# Efficient Design of a Reconfigurable FIR Filter using Distributed Arithmetic for FPGA Implementation

<sup>[1]</sup> Reshma Ghurde, <sup>[2]</sup> Mrs. Aparna Shinde <sup>[1][2]</sup> Dept. of Electronics and Telecommunication Engg <sup>[1][2]</sup> D. Y. Patil College of Engineering, Akurdi, Pune, India

*Abstract* - This paper present Distributed Arithmetic (DA) Algorithm for high-throughput reconfigurable implementation of an FIR Filter. When we directly applied the DA algorithm to FPGA for realization of an FIR filter, it is difficult to achieve the best configuration in the coefficient of FIR filter, the storage resource and the computing speed. For the FPGA implementation, the Dual-Port Distributed RAM based lookup table (LUT) are required for Reconfigurable FIR Filter. Registers are required to store the result of partial inner products of different bit positions for DA processing, but here registers are shared by the DA units for bit slices of different weightage.

Index Terms— Distributed arithmetic, finite-impulse response (FIR) filters, reconfigurable implementation, lookup-table (LUT).

#### **I.INTRODUCTION**

FIR Filter is plays vital role in several Digital Signal Processing Application because of its stable response and linear phase [1]. Now a days FIR Filter is widely used in Wireless Communication such as Software Defined Ratio (SDR) system, Speech Processing, Loud Speaker equalization, Echo cancellation, so therefore FIR Filter require reconfigurablility and low complexity. Complexity of implementation grows with FIR Filter order, and realization of these highly complex filters with desired level of accuracy is a challenging task. Therefore several attempts have been made to developed reconfigurable architecture of FIR Filter in Application Specific Integrated Circuits (ASIC) and Field Programmable Gate Array (FPGA) platform. The FIR structure consist of a series multiplication and addition units and consumes N-MAC blocks of FPGA, which are expensive in high speed system. When DA based algorithm compared with traditional direct arithmetic, bit serial representation save the hardware resources.

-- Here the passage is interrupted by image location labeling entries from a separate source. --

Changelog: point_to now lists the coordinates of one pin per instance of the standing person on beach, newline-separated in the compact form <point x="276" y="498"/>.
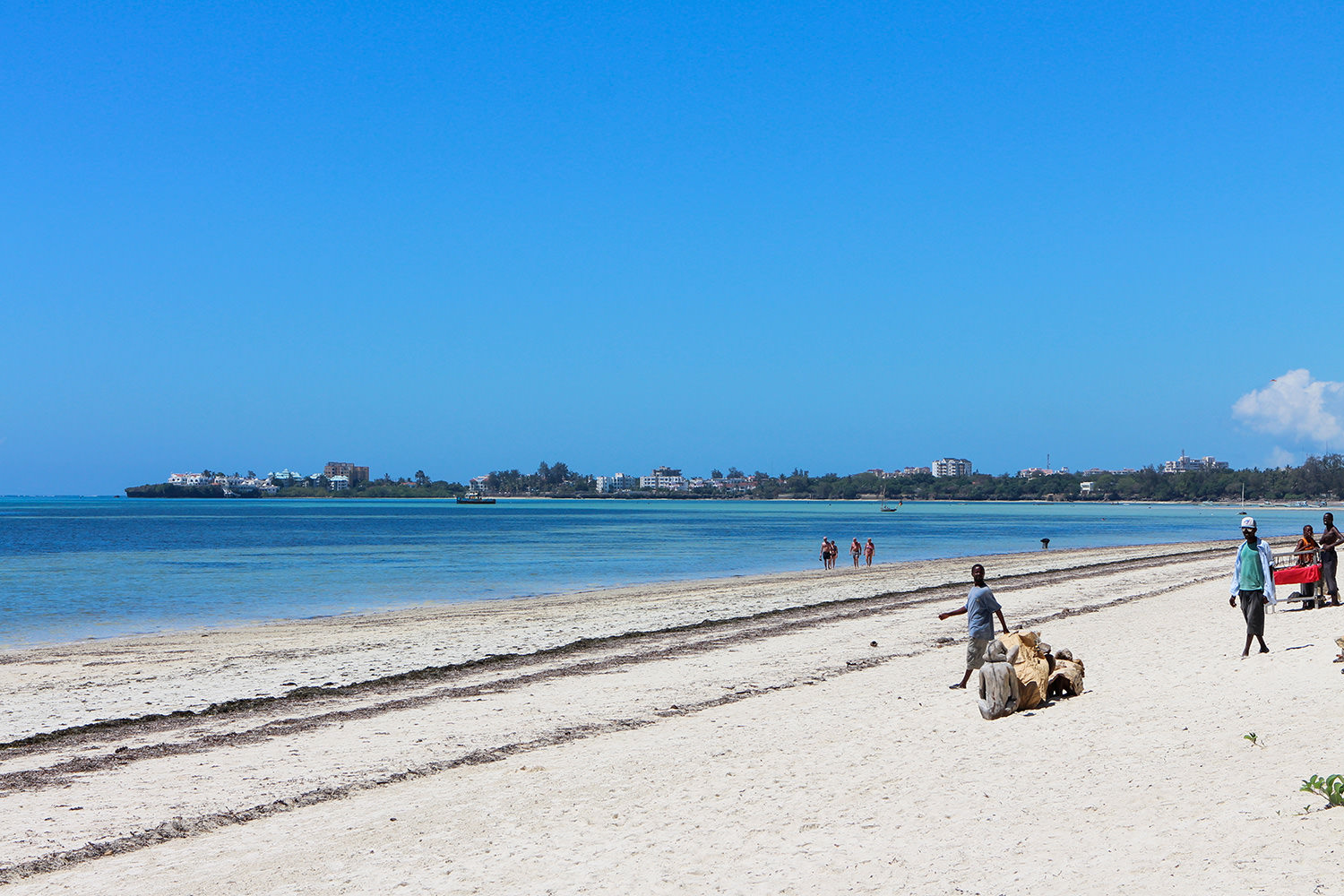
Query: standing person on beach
<point x="1330" y="560"/>
<point x="981" y="607"/>
<point x="1253" y="583"/>
<point x="1305" y="551"/>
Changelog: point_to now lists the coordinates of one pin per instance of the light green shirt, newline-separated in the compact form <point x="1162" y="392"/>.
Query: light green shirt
<point x="1253" y="576"/>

Transpose Form is used in Multiple Constant Multiplication (MCM) based technique which can be used only when the filter coefficients of FIR Filter is constant [2]. The MCM technique reduce the total number of additions required for the realization of multiplication, when given input is multiplied with a set of constant coefficients [2]. Power consumption, speed and area are main challenges in Very Large Scale Integration (VLSI), for real time applications less hardware and latency become more important in today's date. A Distributed Arithmetic (DA) plays a vital role in embedding DSP Functions in the XILINX family of FPGA devices. In recent years DA technique has gained because of its high-throughput processing capabilities and increased regularity, which gives result in area consumption and cost effective computing structure. The memory requirement for FIR Filter by using DA-based implementation is exponentially increases with the filter order. The fundamental operation for DA-based FIR Filter implementation require a sequence of lookup table (LUT) which is followed by adder tree and shift accumulator. When coefficients of FIR Filter are fixed, then this behavior makes it possible to use ROM-based LUTs. For Reconfigurable application, we require DA-based FIR Filter whose filter coefficients dynamically change, and this time we need to use rewritable RAM-based LUT rather than ROM-based LUT [8].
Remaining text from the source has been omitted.